Cuando la Organización Mundial de la Salud (OMS) define la salud mental, no solo se enfoca en la ausencia de trastornos mentales, sino que la describe como “un estado de bienestar en el cual un individuo es consciente de sus propias capacidades, puede afrontar las tensiones normales de la vida, puede trabajar de forma productiva y satisfactoria, y es capaz de hacer una contribución a su comunidad”.
En ese sentido, no es casual que el organismo de la Organización de las Naciones Unidas (ONU) especializado en gestionar políticas de prevención, promoción e intervención a nivel mundial en la salud, incluya entre sus principales estrategias para mejorar la salud mental no solo fomentar el bienestar y la atención a las personas con trastornos mentales, sino también la protección de los derechos humanos.
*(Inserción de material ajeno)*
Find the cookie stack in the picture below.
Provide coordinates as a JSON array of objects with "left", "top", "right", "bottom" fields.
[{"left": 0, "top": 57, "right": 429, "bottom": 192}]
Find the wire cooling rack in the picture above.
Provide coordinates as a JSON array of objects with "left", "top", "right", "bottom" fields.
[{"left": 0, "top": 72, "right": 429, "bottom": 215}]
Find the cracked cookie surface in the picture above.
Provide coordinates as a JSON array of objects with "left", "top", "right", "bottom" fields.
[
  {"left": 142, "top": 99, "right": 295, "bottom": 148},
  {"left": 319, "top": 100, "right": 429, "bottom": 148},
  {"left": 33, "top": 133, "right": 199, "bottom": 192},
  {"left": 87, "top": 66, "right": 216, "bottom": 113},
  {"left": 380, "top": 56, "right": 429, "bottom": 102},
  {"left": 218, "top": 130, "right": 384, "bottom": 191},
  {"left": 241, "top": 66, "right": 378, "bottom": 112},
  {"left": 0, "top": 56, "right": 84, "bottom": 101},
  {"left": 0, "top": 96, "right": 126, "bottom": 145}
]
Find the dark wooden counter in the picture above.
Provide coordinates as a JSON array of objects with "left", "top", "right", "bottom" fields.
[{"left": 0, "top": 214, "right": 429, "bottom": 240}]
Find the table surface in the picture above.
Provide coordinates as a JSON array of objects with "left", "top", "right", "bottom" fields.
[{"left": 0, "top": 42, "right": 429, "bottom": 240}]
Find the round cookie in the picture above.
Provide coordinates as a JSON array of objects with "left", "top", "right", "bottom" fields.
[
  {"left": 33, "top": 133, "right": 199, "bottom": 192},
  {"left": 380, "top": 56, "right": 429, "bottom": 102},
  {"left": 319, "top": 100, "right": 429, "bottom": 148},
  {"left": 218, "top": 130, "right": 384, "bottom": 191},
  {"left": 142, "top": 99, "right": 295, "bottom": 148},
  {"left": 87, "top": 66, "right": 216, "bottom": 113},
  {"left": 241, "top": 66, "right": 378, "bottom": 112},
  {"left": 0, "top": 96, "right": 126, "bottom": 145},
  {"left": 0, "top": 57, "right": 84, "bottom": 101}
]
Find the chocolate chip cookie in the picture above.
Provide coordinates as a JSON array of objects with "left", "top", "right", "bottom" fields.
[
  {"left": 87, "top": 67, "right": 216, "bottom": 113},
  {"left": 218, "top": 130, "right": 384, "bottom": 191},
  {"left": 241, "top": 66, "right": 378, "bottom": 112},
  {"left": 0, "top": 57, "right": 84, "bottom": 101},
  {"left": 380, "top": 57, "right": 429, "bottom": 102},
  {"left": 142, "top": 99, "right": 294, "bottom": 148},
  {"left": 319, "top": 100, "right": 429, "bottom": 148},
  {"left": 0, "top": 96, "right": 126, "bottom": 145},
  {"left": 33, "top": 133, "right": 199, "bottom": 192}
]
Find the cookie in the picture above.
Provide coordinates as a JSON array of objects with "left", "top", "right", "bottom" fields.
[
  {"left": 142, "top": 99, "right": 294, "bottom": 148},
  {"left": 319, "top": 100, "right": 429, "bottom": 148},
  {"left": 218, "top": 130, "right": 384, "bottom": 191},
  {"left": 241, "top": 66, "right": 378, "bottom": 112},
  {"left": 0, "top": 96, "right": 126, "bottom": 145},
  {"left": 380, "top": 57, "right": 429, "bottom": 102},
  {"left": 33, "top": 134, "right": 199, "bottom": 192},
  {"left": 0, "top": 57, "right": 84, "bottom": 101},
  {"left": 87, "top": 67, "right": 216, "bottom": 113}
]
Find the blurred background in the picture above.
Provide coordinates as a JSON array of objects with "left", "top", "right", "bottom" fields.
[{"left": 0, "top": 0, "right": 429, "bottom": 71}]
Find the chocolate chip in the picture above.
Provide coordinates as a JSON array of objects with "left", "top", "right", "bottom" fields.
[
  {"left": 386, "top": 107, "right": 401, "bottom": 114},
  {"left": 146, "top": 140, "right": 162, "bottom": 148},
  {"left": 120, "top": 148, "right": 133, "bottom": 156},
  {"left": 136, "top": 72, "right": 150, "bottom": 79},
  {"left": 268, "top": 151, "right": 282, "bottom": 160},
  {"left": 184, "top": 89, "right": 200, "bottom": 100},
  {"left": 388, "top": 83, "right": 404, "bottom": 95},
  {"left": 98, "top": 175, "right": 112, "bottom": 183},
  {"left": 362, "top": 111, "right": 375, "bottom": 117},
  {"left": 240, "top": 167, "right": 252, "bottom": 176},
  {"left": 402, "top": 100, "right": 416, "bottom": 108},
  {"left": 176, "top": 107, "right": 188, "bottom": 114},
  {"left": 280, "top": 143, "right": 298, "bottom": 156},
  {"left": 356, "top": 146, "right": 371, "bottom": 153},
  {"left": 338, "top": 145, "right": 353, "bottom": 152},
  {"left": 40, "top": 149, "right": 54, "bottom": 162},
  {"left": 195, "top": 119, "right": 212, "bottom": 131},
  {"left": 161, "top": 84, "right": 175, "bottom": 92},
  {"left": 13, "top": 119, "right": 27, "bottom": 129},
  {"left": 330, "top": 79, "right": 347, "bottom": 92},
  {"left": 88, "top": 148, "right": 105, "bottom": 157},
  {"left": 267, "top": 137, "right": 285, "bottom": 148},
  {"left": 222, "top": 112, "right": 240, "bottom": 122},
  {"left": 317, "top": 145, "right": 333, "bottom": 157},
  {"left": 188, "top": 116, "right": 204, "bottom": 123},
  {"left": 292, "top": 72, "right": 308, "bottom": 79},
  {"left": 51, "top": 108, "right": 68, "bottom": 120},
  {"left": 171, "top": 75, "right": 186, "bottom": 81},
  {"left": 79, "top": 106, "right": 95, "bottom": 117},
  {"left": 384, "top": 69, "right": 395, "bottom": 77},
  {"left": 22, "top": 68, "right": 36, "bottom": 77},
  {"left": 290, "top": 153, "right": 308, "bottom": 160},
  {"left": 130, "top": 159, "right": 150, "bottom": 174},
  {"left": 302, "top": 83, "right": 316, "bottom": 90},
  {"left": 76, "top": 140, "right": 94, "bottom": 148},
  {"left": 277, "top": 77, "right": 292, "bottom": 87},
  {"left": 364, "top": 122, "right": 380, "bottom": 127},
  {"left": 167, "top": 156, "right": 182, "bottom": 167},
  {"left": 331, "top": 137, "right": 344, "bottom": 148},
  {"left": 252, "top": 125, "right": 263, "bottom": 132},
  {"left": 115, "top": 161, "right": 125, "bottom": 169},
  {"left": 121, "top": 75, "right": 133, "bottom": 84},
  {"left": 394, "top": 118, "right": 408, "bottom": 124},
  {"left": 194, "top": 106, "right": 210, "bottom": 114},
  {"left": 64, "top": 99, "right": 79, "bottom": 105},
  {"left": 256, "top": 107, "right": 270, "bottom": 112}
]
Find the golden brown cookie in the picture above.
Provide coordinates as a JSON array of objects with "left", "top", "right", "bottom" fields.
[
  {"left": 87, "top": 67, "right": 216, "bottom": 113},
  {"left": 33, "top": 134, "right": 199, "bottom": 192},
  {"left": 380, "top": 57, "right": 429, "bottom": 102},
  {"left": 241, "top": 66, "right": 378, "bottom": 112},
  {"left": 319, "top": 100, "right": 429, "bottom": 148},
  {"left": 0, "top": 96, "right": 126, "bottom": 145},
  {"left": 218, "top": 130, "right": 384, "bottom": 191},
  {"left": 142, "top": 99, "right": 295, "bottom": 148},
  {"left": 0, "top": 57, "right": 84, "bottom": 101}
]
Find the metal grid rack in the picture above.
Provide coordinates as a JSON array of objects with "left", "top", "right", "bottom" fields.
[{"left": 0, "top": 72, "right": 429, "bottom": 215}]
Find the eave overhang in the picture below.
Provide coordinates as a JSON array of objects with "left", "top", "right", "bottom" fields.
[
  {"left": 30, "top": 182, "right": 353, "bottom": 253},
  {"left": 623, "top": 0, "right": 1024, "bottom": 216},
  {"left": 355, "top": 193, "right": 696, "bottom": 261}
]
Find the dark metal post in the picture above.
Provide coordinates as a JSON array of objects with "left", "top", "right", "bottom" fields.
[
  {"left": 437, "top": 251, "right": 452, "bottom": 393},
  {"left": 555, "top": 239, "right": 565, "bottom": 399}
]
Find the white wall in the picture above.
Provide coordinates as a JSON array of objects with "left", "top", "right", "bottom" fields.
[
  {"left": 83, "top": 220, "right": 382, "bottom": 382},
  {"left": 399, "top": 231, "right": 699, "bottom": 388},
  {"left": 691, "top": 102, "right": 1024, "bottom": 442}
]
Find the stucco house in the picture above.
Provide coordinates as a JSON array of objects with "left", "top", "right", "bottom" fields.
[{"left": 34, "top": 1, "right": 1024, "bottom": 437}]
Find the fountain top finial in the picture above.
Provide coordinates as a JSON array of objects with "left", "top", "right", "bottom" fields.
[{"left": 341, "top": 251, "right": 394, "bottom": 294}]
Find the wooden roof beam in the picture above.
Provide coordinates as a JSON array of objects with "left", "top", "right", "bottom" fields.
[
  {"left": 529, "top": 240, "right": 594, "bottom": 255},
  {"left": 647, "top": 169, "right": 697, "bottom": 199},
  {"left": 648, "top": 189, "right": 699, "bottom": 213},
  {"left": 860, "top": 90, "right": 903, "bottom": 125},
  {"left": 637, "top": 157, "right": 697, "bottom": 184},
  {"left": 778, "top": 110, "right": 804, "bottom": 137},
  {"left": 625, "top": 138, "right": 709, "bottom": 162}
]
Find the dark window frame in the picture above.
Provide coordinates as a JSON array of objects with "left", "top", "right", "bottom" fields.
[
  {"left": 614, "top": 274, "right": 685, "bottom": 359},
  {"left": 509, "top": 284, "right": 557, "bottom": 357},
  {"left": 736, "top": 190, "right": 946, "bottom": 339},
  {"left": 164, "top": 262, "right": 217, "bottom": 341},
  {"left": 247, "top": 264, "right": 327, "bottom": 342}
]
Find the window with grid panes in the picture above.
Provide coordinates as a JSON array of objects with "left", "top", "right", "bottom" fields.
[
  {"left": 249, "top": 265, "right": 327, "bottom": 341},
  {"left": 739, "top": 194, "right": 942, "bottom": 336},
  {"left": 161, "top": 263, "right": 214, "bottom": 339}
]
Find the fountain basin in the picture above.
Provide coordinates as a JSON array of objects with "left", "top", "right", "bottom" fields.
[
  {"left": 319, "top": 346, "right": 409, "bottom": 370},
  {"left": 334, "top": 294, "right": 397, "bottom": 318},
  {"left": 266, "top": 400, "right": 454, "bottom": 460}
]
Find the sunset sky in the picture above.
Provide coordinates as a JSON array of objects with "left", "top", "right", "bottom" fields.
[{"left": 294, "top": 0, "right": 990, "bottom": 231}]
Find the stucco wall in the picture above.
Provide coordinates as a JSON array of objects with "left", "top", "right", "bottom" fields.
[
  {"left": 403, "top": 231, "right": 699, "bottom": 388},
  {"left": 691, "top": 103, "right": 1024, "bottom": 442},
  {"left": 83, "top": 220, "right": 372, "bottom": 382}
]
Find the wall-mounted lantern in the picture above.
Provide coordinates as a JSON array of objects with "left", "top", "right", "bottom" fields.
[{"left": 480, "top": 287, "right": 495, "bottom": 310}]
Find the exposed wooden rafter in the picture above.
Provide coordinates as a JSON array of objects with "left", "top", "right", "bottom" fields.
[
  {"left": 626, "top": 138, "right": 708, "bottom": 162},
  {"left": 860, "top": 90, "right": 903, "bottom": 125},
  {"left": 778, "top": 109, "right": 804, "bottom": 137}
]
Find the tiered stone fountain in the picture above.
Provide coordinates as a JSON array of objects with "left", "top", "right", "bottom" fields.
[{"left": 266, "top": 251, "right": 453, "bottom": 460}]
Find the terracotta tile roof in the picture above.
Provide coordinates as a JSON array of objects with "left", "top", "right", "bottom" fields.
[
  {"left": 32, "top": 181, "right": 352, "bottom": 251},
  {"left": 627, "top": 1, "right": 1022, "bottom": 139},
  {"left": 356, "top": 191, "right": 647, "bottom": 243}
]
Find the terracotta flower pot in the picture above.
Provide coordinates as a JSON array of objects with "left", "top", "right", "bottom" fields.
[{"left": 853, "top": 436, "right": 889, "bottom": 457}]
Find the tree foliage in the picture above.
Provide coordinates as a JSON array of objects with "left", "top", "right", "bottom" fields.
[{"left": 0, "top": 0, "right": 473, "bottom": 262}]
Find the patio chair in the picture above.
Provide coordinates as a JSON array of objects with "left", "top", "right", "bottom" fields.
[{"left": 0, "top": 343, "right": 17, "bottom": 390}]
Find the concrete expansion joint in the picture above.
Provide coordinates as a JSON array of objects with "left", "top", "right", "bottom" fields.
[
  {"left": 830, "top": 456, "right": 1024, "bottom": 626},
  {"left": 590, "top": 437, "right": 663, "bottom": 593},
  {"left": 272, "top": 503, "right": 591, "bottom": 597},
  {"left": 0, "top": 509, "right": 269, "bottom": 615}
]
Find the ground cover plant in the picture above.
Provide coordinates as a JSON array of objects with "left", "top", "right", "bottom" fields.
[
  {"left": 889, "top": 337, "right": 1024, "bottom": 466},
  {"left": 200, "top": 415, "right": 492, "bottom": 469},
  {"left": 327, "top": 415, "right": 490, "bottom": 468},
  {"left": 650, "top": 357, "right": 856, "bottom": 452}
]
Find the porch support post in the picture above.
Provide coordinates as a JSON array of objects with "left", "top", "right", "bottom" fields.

Los derechos humanos son aquellos “… inherentes a todos los seres humanos, sin distinción alguna de raza, sexo, nacionalidad, origen étnico, lengua, religión o cualquier otra condición… corresponden a todas las personas, sin discriminación alguna”, (ONU).
A su vez, los derechos humanos tienen como fundamento la dignidad de las personas, un concepto que hace referencia a una “cualidad propia de la condición humana…” (Real Diccionario Panhispánico del Español Jurídico, Real Academia Española), de la que emana el “… libre desarrollo de la personalidad…” (Ibíd).
La dignidad se traduce en el valor intrínseco que tienen todas las personas, por lo que son merecedoras de respeto y consideración positiva, conceptos asociados, a su vez, a la autoestima y la percepción de autoeficacia.
Los derechos humanos han estado presentes a lo largo del tiempo tanto como la humanidad misma. Sin embargo, no fue sino tras la Segunda Guerra Mundial, cuando 54 estados reunidos en la aún incipiente ONU, firmaron en 1948 la Declaración Universal de los Derechos Humanos. Este instrumento consta de 30 artículos, el primero de los cuales reconoce que “Todos los seres humanos nacen libres e iguales en libertad y en derechos…”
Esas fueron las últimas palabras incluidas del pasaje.